Mercer’s Theorem and SVMs

In a funny coincidence, this post has the same basic structure as my previous one: proving some technical result, and then looking at an application to machine learning. This time it’s Mercer’s theorem from functional analysis, and the kernel trick for SVMs. The proof of Mercer’s theorem mostly follows Lax’s Functional Analysis.

1. Mercer’s Theorem

Consider a real-valued function ${K(s,t)}$, and the corresponding integral operator ${\mathbf{K}: L^2[0,1]\rightarrow L^2[0,1]}$ given by

$\displaystyle (\mathbf{K} u)(s)=\int_0^1 K(s,t) u(t)\, dt.$

We begin with two facts connecting the properties of ${K}$ to the properties of ${\mathbf{K} }$.

Proposition 1. If ${K}$ is continuous, then ${\mathbf{K} }$ is compact.
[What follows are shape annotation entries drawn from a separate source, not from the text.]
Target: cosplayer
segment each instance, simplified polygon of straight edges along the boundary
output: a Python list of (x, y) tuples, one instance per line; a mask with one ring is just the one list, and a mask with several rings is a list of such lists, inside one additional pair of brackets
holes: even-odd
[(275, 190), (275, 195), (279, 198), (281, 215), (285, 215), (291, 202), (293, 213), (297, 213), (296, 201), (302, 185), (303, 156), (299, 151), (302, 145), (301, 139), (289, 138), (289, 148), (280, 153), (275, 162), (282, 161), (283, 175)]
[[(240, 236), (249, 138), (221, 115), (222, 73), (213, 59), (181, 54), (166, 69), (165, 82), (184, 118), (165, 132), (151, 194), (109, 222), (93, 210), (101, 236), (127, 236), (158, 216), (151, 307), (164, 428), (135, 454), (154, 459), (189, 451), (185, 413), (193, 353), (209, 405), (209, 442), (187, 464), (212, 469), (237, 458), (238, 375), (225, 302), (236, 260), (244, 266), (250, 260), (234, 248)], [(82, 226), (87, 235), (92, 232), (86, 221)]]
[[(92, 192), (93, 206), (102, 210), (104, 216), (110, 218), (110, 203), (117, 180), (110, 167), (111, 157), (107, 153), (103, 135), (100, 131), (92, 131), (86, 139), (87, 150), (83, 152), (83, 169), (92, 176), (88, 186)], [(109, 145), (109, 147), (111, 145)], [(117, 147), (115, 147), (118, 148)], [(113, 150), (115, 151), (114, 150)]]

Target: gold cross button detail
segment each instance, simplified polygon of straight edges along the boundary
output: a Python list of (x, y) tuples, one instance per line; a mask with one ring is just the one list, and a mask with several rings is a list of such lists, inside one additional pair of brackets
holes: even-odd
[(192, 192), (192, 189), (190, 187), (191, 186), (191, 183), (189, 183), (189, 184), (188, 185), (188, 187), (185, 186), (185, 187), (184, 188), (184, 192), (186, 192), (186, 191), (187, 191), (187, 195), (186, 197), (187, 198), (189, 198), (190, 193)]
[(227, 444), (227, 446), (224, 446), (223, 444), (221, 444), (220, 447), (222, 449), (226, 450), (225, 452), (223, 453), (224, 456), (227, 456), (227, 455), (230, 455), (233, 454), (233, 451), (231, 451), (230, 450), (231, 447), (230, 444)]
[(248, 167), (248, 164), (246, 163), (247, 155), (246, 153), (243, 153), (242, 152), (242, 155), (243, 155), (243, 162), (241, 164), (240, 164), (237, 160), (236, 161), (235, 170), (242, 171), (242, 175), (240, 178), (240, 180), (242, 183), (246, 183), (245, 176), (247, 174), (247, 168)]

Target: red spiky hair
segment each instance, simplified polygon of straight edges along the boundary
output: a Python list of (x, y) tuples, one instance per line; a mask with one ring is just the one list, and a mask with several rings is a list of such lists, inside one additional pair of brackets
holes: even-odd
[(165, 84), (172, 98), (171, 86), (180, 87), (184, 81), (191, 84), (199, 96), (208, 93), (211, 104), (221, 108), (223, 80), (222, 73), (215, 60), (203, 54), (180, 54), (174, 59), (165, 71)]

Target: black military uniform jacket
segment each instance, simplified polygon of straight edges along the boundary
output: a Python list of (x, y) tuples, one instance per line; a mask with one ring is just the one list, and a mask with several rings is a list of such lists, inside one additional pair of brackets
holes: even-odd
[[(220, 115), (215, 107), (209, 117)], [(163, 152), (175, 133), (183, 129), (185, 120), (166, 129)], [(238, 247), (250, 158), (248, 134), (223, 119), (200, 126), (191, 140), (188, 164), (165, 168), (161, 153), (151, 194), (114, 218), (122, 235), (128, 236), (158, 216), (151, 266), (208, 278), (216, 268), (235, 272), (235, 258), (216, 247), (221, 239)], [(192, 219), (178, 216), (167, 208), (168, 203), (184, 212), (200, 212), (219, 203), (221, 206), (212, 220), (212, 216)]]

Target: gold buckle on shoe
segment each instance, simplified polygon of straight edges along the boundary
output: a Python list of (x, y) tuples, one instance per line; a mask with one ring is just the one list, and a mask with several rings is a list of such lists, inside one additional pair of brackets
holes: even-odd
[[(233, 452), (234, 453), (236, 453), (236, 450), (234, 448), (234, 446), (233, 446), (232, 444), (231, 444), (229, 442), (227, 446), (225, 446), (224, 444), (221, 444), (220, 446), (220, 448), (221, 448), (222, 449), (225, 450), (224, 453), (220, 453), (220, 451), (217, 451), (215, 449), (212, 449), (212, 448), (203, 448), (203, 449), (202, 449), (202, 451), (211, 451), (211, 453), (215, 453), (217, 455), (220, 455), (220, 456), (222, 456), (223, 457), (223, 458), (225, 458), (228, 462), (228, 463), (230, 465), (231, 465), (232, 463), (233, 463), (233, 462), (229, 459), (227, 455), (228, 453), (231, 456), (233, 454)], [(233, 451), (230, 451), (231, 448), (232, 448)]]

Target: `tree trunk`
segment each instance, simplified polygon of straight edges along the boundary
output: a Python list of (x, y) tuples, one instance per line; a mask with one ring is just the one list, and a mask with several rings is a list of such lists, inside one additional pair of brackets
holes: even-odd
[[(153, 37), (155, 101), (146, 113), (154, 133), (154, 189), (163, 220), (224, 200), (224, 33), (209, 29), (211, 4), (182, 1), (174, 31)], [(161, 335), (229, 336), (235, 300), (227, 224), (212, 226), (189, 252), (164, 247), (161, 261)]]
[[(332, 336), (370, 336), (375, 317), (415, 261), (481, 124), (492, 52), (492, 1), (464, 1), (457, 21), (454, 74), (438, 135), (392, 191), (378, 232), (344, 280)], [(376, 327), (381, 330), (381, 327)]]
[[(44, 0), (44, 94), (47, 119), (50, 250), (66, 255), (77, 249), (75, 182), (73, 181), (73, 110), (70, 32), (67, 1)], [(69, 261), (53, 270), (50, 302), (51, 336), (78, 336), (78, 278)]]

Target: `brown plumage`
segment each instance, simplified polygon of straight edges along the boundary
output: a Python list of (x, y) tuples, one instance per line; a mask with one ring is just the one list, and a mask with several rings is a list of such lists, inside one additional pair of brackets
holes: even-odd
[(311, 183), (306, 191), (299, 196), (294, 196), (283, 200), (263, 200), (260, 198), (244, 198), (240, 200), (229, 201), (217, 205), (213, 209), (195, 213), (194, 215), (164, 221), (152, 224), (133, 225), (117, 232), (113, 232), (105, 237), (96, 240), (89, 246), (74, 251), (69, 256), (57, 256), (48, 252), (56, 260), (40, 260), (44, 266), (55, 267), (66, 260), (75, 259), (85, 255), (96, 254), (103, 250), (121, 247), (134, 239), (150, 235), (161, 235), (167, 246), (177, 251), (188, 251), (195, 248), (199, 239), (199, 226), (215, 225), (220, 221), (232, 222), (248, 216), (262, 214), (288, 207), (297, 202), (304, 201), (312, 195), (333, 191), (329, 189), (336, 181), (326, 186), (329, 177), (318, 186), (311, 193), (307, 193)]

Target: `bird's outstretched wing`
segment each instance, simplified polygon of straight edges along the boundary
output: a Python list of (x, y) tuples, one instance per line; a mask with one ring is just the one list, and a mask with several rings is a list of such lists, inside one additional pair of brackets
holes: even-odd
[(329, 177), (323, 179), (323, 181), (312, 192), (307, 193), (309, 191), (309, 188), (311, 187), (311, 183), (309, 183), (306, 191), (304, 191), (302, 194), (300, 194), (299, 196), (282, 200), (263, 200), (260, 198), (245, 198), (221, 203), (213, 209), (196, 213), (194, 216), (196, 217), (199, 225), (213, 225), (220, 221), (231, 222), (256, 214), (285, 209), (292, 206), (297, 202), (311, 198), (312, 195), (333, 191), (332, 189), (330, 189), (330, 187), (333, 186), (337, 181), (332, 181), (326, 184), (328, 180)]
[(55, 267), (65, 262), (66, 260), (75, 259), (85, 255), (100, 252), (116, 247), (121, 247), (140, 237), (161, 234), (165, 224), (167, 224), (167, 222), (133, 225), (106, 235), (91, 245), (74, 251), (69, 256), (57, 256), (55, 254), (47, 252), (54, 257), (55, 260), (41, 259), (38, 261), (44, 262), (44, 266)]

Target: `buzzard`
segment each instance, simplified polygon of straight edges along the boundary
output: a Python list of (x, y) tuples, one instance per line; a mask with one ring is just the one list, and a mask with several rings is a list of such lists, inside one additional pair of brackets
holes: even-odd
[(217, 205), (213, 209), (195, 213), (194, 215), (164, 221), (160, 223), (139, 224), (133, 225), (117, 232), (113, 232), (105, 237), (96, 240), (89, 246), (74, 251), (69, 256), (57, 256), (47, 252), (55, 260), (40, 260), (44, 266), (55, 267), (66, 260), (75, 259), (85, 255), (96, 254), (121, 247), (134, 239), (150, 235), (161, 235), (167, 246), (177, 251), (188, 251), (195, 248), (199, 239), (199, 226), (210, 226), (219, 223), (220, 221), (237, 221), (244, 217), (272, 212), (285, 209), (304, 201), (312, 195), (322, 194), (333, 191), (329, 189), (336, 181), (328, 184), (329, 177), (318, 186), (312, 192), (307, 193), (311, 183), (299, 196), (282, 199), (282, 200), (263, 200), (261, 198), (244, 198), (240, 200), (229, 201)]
Proof: Consider a bounded sequence ${\{f_n\}_{n=1}^{\infty} \subset L^2[0,1]}$. We wish to show that the image of this sequence, ${\{\mathbf{K} f_n\}_{n=1}^{\infty}}$, has a convergent subsequence. We show that ${\{\mathbf{K} f_n\}}$ is equicontinuous, and Arzela-Ascoli then gives a uniformly convergent subsequence, which in turns gives that ${\mathbf{K} }$ is compact.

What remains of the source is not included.